If you are enrolled in a High Deductible Health Plan (HDHP) medical plan option and contribute to a Health Savings Account (HSA), you can have a Limited Purpose Health Care FSA, which can be used to pay for dental and vision expenses only. After you satisfy the HDHP deductible, you can also submit eligible medical expenses for reimbursement through your HAS by emailing AleraEdgePay@aleragroup.com and submitting proof.
For both Health Care FSAs and Limited Purpose Health Care FSAs:
- You can contribute up to $3,200 for 2024 and $3,300 for 2025.
- The total contribution amount you elect is equally divided by the number of pay periods remaining in that year. That amount is deducted from each paycheck and set aside in your FSA.
- The full annual contribution amount is available to you on your benefits effective date (e.g., January 1).
- You will receive an FSA debit card to pay for qualified purchases. This card will allow you to remove funds from your FSA with a swipe of your card at medical and dental offices, hospitals, health care clinics, optical shops, pharmacies, and online pharmacies. Although you will not have to file a claim, you may still be required to submit copies of receipts for purchases made with the card.
- If you have an FSA balance and re-enroll in the FSA during Open Enrollment, up to $640 of unused funds can be rolled over from 2024 into 2025 and up to $660 of unused funds can be rolled over from 2025 into 2026. (Rollover amounts do not count toward the contribution maximum). Any additional money in your FSA will be forfeited.
- Expenses incurred in any plan year can be submitted for reimbursement until March 31 of the following year (so 2024 expenses are due by March 31, 2025; 2025 expenses are due by March 31, 2026).
- FSA funds can only be used for you, your spouse and your tax dependents.
- FSA funds cannot be used for expenses for domestic partners and/or other dependents who do not qualify as tax dependents.
Dependent Care FSA
Dependent Care FSAs are for parents and caregivers and can be used to cover expenses for child and elder care incurred while you work — including child and adult daycare, after-school programs and summer camps.
- You can contribute up to $5,000 annually ($2,500 if married and filing taxes separately).
- The total contribution amount you elect is equally divided by the number of pay periods remaining in that year. That amount is deducted from each paycheck and set aside in your FSA.

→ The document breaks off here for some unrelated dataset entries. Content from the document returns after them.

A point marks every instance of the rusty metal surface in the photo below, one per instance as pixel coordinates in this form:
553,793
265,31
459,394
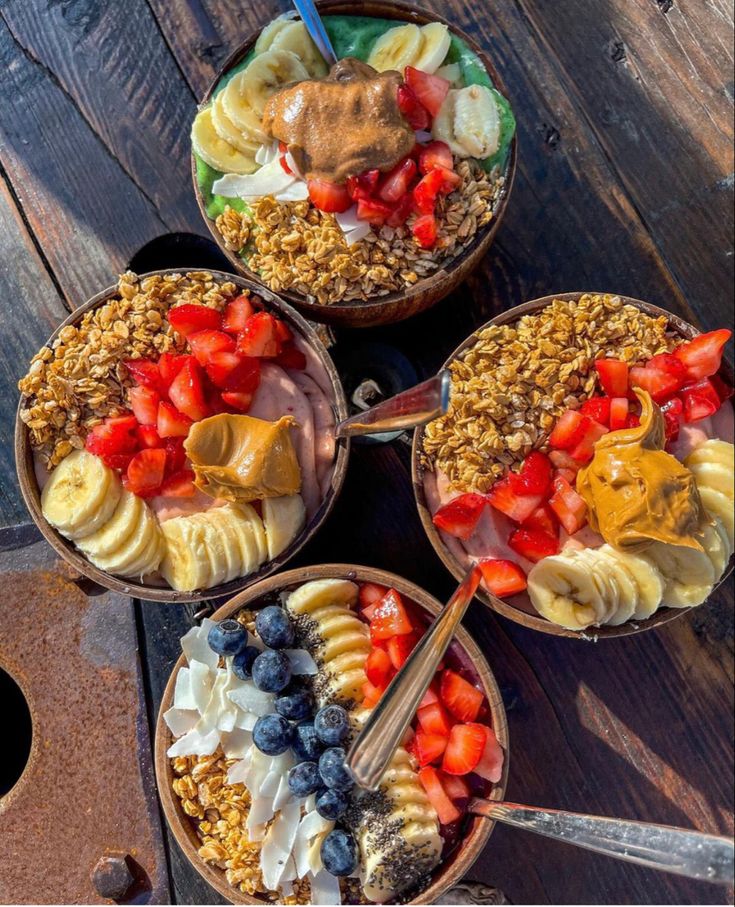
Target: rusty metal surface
87,790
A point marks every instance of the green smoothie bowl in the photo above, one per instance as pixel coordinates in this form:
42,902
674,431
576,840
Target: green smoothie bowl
363,192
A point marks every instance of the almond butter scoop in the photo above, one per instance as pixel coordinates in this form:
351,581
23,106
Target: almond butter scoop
343,124
636,493
240,458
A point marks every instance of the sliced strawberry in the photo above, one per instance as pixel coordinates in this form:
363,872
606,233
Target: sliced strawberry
327,196
459,696
396,182
501,577
613,375
390,618
703,355
145,472
189,318
429,89
461,515
446,811
144,403
464,748
568,505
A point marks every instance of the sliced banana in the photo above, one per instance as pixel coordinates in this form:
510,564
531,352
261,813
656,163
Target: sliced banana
80,495
283,519
215,151
396,49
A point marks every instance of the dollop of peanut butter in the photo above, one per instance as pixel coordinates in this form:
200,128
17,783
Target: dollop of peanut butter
343,124
636,493
240,458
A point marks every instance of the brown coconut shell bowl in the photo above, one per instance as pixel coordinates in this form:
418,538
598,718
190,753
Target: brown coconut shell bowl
426,293
164,593
519,608
475,830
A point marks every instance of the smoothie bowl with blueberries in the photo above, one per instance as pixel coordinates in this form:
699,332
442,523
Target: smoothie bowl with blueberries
254,727
362,192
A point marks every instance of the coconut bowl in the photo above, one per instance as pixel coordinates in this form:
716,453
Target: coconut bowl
427,292
476,830
519,608
32,494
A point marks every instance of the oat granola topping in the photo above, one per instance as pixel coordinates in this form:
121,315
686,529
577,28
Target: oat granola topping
510,386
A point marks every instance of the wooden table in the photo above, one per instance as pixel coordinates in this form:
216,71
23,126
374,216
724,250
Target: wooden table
624,184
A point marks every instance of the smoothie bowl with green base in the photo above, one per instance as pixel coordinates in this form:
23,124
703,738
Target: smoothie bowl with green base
366,193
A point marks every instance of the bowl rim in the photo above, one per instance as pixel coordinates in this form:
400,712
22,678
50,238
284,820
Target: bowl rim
461,859
371,309
31,494
535,621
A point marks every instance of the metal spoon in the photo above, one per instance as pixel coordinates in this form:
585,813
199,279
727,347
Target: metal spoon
415,406
314,25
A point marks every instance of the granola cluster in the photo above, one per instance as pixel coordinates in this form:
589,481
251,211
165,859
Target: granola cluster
81,378
510,386
298,248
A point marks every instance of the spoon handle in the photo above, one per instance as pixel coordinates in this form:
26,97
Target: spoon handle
663,847
415,406
383,731
314,25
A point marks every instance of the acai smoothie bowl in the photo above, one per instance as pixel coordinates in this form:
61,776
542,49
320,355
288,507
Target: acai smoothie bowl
362,192
586,463
175,437
254,727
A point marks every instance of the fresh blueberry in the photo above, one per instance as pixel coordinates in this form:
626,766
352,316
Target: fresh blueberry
272,735
332,725
271,671
306,745
331,804
274,627
296,705
227,637
304,779
333,770
339,853
242,663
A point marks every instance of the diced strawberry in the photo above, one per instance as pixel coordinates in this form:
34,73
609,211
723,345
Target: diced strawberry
464,748
172,423
516,506
187,391
395,184
618,412
434,719
502,578
179,484
435,154
569,507
237,312
429,89
461,515
659,385
459,696
446,811
145,472
390,618
144,403
189,318
532,544
204,344
613,376
412,109
428,747
259,337
328,196
425,229
490,766
703,355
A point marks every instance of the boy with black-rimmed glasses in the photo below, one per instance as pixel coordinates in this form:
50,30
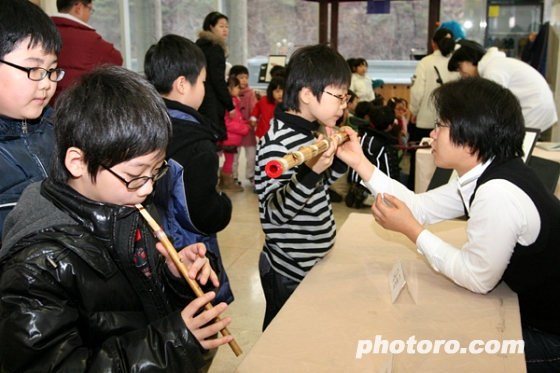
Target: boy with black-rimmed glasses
295,209
29,46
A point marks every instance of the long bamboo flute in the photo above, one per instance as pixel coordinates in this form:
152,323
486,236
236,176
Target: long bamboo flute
276,167
160,234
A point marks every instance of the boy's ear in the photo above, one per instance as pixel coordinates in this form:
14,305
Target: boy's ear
74,162
306,95
182,85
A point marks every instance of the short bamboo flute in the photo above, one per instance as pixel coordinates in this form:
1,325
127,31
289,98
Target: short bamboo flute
160,234
276,167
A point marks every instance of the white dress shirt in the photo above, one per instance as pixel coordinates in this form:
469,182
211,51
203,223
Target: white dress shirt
424,83
525,82
501,215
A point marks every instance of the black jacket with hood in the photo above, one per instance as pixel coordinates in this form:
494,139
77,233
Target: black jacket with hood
72,299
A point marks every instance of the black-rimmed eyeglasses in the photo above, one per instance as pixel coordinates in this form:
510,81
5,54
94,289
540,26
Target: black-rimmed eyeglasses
343,98
139,182
38,73
439,124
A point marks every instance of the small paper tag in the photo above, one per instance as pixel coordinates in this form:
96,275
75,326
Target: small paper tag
396,280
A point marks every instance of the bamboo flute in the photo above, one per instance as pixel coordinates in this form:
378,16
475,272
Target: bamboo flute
276,167
160,234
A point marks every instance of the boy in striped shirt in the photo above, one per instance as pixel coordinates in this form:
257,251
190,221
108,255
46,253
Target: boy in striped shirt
295,210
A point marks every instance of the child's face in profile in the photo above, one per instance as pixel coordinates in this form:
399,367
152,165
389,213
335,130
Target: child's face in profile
278,93
109,188
331,107
21,97
243,80
234,91
362,69
198,90
400,110
352,104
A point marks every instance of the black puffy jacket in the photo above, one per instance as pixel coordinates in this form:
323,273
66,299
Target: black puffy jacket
71,298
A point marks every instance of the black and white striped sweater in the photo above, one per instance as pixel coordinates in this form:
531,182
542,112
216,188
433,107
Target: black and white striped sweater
295,209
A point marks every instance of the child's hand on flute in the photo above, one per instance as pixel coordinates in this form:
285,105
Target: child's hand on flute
321,162
194,257
201,325
352,154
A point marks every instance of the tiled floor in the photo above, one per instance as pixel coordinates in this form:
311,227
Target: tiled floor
240,244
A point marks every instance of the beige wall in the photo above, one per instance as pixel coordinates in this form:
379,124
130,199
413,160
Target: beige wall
553,62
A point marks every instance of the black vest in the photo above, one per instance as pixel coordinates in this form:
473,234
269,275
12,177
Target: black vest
533,271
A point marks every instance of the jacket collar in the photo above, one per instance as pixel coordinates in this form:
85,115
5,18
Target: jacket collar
15,128
295,121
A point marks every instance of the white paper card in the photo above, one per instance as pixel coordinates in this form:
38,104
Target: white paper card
396,280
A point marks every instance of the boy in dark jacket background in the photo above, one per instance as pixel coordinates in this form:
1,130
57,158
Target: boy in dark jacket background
177,68
29,45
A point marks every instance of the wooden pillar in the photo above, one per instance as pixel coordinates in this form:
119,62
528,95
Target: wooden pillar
433,19
323,21
334,23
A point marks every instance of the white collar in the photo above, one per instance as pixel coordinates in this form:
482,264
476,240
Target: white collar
71,17
467,182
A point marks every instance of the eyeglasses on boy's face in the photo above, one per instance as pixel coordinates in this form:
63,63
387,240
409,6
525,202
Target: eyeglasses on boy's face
343,98
439,124
38,73
139,182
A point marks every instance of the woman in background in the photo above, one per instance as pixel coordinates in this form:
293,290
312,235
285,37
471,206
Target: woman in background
430,73
212,41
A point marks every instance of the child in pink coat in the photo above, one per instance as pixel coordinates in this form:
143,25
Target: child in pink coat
247,101
264,109
236,128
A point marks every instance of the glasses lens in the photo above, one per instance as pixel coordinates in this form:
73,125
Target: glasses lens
56,75
138,182
162,171
37,73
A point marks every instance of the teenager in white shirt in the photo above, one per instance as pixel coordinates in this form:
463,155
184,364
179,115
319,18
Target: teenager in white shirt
512,229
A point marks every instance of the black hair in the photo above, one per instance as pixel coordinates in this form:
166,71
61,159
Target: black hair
363,108
173,56
352,96
356,62
212,19
238,69
232,81
445,41
315,67
394,101
276,82
381,117
278,70
378,100
469,51
483,115
113,115
66,5
21,20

- Funds are available only as money is deposited into your account.
- Care may be for a child under age 13 and for older dependents, including children, spouses/domestic partners and parents who are physically or mentally unable to care for themselves and who live with you for more than half the year.
- There is no rollover feature. However, Dependent Care FSAs have a grace period after the plan year ends, allowing you to incur qualified expenses. The grace period for spending 2024 funds is January 1 – March 15, 2025. For 2025 funds, it is January 1 – March 15, 2026.
- Any FSA expenses incurred in 2024 (including the grace period) can be submitted for reimbursement until March 31, 2025.
If you are considered a highly compensated colleague (as defined by the IRS), your Dependent Care FSA contribution may need to be reduced or taxed to enable compliance with IRC nondiscrimination requirements. You will be notified if this impacts you once testing is completed.